Le jeu de la flûte à une main est assez doux
mais avec, néanmoins, une bonne cadence. La voix de
Maria da Piedade Nunes est très agréable, bien
maîtrisée, la chanteuse dispose d'une
excellente cadence qui fait bien balancer les
mélodies, on regrette de ne l'entendre que sur quatre
plages…
....................
Série Tocaderes
de Concertina
Attention, le mot "concertina" n'est pas à
prendre en son sens français : il désigne ici
l'accordéon diatonique.
n° 1 - Bernardo
Lopes Povoa -
Benavila - Avis
Durée : 40' 06
Ce volume nous amène plus au sud, dans l'Alentejo,
presque à hauteur de Lisbonne, ce qui se sent au
niveau du répertoire.
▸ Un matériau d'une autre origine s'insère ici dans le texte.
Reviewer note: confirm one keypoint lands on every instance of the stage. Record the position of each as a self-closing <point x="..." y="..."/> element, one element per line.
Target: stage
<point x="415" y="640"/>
B. Lopes Povoa, que l'on devine
autodidacte, fait entendre un style de diatonique
très "collectage" proche de celui de certains
accordéonistes collectés en France (surtout
lorsqu'il joue une mazurka, un peu moins lorsque les rythmes
sont plus typiquement ibériques), avec un jeu de
basse minimal mais cohérent. B. Lopes Povoa sait tout
de même, sur son Hohner deux rangs 12 basses, donner
une bonne cadence à ce répertoire de danse
n° 2 -
Nelson "Vilarinho" -
Covas - Vila Nova de Cerveira
Durée : 32' 18
Plus jeune que le précédent, N. "Vilarinho"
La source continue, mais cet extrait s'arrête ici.